With an early retirement incentive costing the county some $300,000, the total of each of the eight employee’s salaries who accepted the package, the county exasperated its total budgeted amount by paying those employees for a years worth of work.
But, at the request of the revenue commissioner and the sheriff, raises were approved for employees who would be taking on extra work loads without those retired workers, creating an additional $16,600 expense for Pike County.
Now, Pike County Sheriff Russell Thomas said he could no longer go without replacing at least two of his vacant positions, adding an extra $45,800 to the payroll budget.
“I have one new deputy that we’ve replaced to fill a retiring slot and a new corrections officer in jail to fill a spot,” Thomas said. “I’ve saved roughly five weeks of salaries by not replacing anyone immediately. (But) we absolutely can not operate without them.”
And even still, Thomas said there is an extra clerical position he will continue to keep open in the meantime.
Though Pike County will be paying more for salaries this year, County Administrator Harry Sanders said the savings will be felt as early as next year.
“The numbers are an additional cost in replacing those folks but next year will be a savings,” Sanders said.
Sanders said the county will save some $91,000 in the next year by having these positions open, or in some cases, filled with an employee at a starting salary.
“In the long run we’ll continue to reap the benefits of that savings, and overtime, we’ll have actually saved money,” Sanders said.
But, that doesn’t discredit the fact that this year, in a time of economic recession, costs will be much higher.
Commission Chairman Robin Sullivan said commissioners anticipated some of the departments would have to replace some of the employees, particularly in the sheriff’s office.
“There is just some folks he can not do without,” Sullivan said. “We’re still not going to do a bunch of hiring and fill all these positions.”
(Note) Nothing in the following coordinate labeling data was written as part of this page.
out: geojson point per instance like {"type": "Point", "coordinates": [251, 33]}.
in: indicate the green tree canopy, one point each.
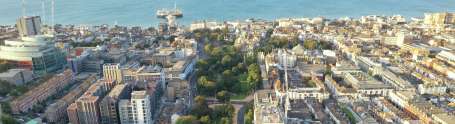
{"type": "Point", "coordinates": [223, 96]}
{"type": "Point", "coordinates": [187, 120]}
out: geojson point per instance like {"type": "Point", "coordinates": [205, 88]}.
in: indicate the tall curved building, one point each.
{"type": "Point", "coordinates": [37, 53]}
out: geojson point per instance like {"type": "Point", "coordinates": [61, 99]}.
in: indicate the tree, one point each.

None of the other departments who have retired employees have had to replace any as of now. But, Sanders said the road department might announce a need for more workers in tonight’s commission meeting, after losing three employees to early retirement.
Sullivan said even though times are economically challenging, he does not anticipate this being a decision the county can’t afford this year.
“As of right now, we should be OK,” Sullivan said. But, he said he isn’t sure if all the salary decisions the county made as a result of the incentive are ones he would make again.
“We did grant some moving around of some salary to help employees out, and looking back on that, it might not have been the best decision,” Sullivan said.